**SA433A &#x25aa; Data Wrangling and Visualization &#x25aa; Fall 2024**

# Lesson 12. Introduction to Data Wrangling &mdash; The Pandas DataFrame and Series

## Overview


- **Data wrangling** (sometimes called **data munging**) is the act of transforming or manipulating data into the right form you need for analysis

- This might involve:
    - filtering or rearranging data
    - creating new data based on the existing data
    - merging different data sets together

- For example, the datasets you've been given for Project 3 actually came from 4 different datasets, managed by different parties

- Data wrangling isn't glamorous, but it is very necessary!
    - Real data sets, unlike the data sets you often encounter in class, are messy
    - It's pretty common to spend more time on wrangling data than data analysis!
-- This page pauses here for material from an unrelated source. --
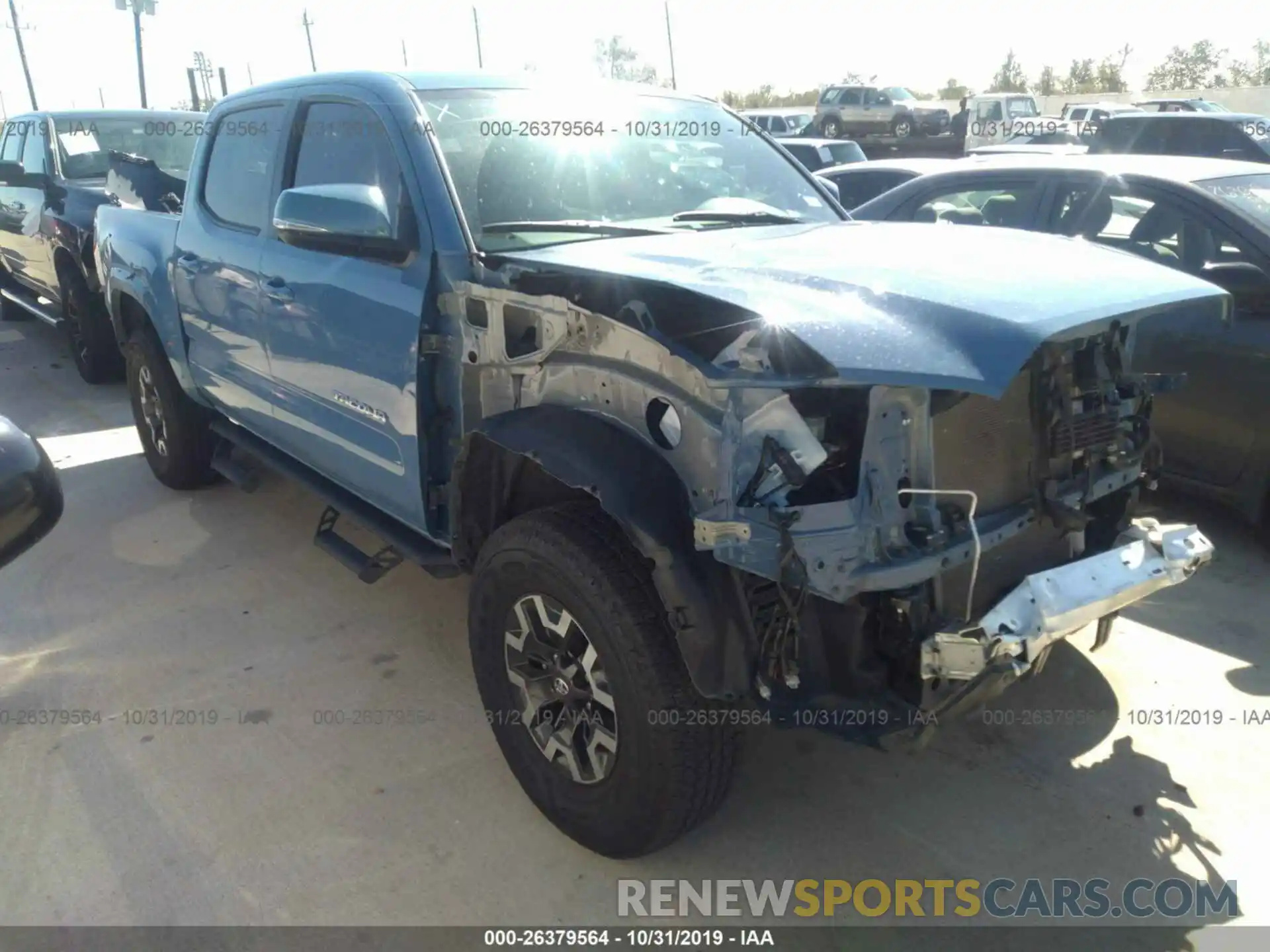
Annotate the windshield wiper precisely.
[480,219,675,235]
[671,212,806,225]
- Starting with this lesson, we'll learn how to wrangle data sets with [**Pandas**](https://pandas.pydata.org/), a Python library for data manipulation and analysis


- Pandas is powerful and vast, and there are typically many ways to do a particular task with Pandas


- We will focus on a *curated* approach to using a *subset* of the Pandas library that will be sufficient to perform most data wrangling tasks

## In this lesson...

- The DataFrame object and the index


- The Series object


- Arithmetic operations, broadcasting, and alignment


- Adding a column to a DataFrame

<hr style="border-top: 2px solid gray; margin-top: 1px; margin-bottom: 1px"></hr>

## The DataFrame object and the index

- Let's import Pandas &mdash; we don't need Altair for this lesson

In [None]:
import pandas as pd

- We've already seen the **DataFrame** in this class, as a way of representing tabular data with rows and columns


- In particular, we know how to read a CSV file with tabular data into a DataFrame


- For example, we can read in the contents of `data/small_grades.csv` with `pd.read_csv()`:

In [None]:
df = pd.read_csv('data/small_grades.csv')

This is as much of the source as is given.